# DoA



## unitrunker (Apr 6, 2019)

I ordered Michael Lucas's newest book on jails through Amazon. Got this email today.



> UPS SurePost won't be able to deliver your package as it's been damaged.
> The package is now being returned. We're very sorry for the inconvenience.
> We will issue a full refund as soon as the package is returned. We will notify you when the refund is processed.


 
Sadness.


----------



## kpedersen (Apr 6, 2019)

Ah thats a bit of a pain.

I think they should give you a refund *and* deliver the parcel. That way *you* can decide if it is too damaged for your use-case.

I wonder what happened to it? Dropped in a puddle? Mashed by the plane engine?


----------



## unitrunker (Apr 6, 2019)

kpedersen said:


> what happened to it? Dropped in a puddle? Mashed by the plane engine?

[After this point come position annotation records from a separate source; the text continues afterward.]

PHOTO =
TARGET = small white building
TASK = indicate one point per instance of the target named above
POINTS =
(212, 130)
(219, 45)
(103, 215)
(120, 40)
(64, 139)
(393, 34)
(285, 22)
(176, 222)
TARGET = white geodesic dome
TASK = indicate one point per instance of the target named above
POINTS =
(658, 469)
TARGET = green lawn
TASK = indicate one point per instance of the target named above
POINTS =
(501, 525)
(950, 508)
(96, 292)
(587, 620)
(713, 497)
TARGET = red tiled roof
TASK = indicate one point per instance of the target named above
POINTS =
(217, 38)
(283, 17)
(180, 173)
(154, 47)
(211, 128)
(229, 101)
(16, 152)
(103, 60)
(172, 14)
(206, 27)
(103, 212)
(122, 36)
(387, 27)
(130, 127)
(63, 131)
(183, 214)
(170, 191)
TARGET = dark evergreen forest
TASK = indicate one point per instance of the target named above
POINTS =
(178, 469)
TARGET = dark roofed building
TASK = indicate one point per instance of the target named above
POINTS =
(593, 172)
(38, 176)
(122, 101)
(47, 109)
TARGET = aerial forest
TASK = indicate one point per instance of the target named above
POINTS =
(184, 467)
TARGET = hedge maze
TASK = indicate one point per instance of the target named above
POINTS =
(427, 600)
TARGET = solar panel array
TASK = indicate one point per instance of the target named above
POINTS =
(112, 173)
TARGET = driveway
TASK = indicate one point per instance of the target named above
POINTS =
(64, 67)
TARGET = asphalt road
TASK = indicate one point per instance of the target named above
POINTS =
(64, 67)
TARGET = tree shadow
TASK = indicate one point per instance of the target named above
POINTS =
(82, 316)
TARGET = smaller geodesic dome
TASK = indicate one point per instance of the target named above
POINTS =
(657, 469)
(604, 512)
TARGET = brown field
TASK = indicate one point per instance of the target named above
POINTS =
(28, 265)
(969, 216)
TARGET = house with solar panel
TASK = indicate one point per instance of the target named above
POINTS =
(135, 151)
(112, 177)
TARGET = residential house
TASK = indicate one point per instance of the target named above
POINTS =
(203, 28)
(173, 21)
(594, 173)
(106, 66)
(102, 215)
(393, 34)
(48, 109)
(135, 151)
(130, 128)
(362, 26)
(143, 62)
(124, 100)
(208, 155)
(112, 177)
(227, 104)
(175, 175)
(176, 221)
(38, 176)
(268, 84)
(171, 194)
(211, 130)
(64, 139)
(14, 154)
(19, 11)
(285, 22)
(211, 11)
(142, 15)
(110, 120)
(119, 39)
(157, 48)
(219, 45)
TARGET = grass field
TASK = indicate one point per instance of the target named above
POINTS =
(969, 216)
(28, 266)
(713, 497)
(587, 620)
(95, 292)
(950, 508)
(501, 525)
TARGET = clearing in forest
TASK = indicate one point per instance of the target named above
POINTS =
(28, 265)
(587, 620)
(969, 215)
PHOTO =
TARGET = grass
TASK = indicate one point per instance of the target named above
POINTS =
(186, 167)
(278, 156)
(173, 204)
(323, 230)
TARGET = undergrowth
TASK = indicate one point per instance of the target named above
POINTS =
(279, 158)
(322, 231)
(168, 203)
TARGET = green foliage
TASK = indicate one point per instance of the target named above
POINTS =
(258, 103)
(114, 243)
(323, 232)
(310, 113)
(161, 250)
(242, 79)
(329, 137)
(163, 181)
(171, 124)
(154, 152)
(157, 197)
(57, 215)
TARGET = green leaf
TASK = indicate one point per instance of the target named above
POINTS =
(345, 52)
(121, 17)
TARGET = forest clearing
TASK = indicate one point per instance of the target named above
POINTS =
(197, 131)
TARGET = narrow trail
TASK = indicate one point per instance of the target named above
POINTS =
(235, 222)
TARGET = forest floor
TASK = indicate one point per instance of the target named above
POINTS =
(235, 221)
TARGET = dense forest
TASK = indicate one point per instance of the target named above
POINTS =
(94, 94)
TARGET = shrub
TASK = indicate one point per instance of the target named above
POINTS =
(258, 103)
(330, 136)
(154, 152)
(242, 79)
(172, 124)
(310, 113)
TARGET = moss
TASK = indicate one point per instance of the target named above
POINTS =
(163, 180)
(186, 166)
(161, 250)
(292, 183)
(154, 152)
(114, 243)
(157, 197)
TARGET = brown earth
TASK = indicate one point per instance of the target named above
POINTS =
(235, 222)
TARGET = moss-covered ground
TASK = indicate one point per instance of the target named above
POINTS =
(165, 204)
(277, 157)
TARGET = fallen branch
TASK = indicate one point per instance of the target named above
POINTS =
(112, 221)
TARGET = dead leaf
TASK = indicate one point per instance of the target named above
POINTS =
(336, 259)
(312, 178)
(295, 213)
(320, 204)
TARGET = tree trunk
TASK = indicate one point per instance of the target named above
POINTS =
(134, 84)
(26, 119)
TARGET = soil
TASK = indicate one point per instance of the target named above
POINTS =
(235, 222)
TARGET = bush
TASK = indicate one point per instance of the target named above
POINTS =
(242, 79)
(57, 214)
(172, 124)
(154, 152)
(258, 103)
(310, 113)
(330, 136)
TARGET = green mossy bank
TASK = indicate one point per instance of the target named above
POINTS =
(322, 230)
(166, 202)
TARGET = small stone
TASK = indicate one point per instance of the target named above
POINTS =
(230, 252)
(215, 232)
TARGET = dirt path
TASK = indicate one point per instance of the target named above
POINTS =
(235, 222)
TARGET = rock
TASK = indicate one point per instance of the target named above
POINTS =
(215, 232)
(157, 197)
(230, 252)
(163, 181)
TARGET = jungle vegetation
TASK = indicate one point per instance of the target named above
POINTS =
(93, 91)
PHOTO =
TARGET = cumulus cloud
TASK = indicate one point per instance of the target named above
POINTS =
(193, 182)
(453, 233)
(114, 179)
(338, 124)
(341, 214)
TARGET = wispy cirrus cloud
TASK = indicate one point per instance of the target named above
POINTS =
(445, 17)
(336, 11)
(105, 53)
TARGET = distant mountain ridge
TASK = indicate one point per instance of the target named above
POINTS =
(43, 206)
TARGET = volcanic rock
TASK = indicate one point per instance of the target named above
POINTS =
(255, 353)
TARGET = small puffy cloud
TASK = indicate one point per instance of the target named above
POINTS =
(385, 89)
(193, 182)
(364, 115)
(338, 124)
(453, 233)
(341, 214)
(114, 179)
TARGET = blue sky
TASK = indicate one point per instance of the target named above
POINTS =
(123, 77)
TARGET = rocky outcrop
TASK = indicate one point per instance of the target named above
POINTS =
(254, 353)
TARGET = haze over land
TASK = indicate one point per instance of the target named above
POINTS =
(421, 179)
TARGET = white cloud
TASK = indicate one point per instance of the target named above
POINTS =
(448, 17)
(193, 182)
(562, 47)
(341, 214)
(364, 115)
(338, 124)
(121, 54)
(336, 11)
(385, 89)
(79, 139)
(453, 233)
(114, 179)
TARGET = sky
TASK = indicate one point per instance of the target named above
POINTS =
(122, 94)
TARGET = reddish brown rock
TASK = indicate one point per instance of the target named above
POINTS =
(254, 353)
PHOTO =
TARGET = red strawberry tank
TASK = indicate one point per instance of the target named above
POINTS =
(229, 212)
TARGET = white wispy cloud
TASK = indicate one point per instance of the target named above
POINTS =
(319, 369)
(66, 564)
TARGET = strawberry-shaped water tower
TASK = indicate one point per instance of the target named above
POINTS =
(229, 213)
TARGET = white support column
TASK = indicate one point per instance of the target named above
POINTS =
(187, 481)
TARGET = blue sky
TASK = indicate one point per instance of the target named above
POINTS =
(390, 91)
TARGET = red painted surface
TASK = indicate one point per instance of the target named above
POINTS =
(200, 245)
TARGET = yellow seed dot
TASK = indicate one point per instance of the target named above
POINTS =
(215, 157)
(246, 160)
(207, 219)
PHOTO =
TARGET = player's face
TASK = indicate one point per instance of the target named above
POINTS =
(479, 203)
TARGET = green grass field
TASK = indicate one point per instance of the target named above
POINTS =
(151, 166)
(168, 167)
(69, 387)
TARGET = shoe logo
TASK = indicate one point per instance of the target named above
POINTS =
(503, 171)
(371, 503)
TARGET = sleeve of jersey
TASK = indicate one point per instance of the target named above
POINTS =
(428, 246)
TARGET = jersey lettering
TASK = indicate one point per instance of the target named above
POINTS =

Heavy rain today so my guess is it got wet.


----------



## linux->bsd (Apr 6, 2019)

Will Amazon drones not be able to deliver packages in inclement weather, or is Amazon developing miniture ponchos for them?


----------



## Crivens (Apr 6, 2019)

Amazon tried delivery "drones" here, rolling on the sidewalk. They stopped it after kids started riding them on their route.

unitrunker 
Better this than finding some book shredded, sticking out of a bog bucket thingy and getting the "it was fine when we put it in your backyard" response upon complaining.


----------



## SirDice (Apr 8, 2019)

Something like these ones?


----------